I take this to mean that lists are as they're in LISP (implemented using linked lists) and vectors are arrays. In most implementations I don't think this difference will matter much. The python version seems to parse both vectors and lists into a immutable variant of the built in list type, but I appreciate that they clarified the distinction. This just further reiterates that EDN is a serialisation format, not simply a data interchange format.

Moving on from that tangent, here's how each data type is written:

("item-1" 2 :item-3) ; list
["item-4" 5 :item-6] ; vector

#{"foo" "bar" "baz"} ; sets
;; values in a set must be unique

;; maps
{"item-7" "foo"
 8        "bar"
 :item-9  "baz"}

EDN also has true, false, nil, numbers, floating-point types etc. See the spec for more.

#Tagging to Runtime Types

This is the single coolest part about EDN in my opinion. You can tag values and let the parser format them how you'd like. This works kind of like lisp-macros. Lets try an example:

{:items
 #with-index
 [{:name "mohkale"}
  {:name "shmokale"}
  {:name "lokale"}]}

Here I've got a map with a single item. The item has the key :items and the value is an array of maps that's been tagged with the tag with-index. We attach a tag to a value by prefixing the value with a # followed by the tag name. Now in our parser we have to register the tag.

import edn_format as edn

def with_index_tag(attrs):
  return [{**o, edn.Keyword('count'): i} for i, o in enumerate(attrs)]

edn.add_tag("with-index", with_index_tag)

Now when the EDN parser reaches our tagged items array. It'll parse it, and then pass the result through to the with_index_tag function.

Now we can try to load our data:

edn.loads(data)
# {
#   Keyword(items): [
#     {Keyword(name): 'mohkale', Keyword(count): 0},
#     {Keyword(name): 'shmokale', Keyword(count): 1},
#     {Keyword(name): 'lokale', Keyword(count): 2}
#   ]
# }

Voila, now each entry in our items array has a counter value added to it by our parser. This is amazing. You can associate serialised data with concrete runtime values from the serialised data.

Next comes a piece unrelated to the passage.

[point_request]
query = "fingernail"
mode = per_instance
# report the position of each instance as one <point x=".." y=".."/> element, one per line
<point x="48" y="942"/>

My previous process for something like this was:

  • parse data
  • instantiate related classes with parsed data
  • replaced parsed data with concrete instances

Now it's just:

  • parse data

I leave it upto each class to create and associate a tag that can convert serialised types to class instances. Something like:

import edn_format as edn
from dataclasses import dataclass

@dataclass
class Foo:
  id: int
  msg: str

  @classmethod
  def from_edn(cls, attrs):
    return cls(**attrs)

edn.add_tag("Foo", Foo.from_edn)

And now you can parse directly to Foo instances.

[#Foo { "id" 0 "msg" "hello world" }
 #Foo { "id" 1 "msg" "hello friend" }]
edn.loads(data)
# [Foo(id=0, msg='hello world'), Foo(id=1, msg='hello friend')]

#Summary

In closing, I hope this article has been a fun introduction to EDN and will bring some more attention to the format. The standard is still quite new, and slow to move, but for a file format that's not really a bad thing.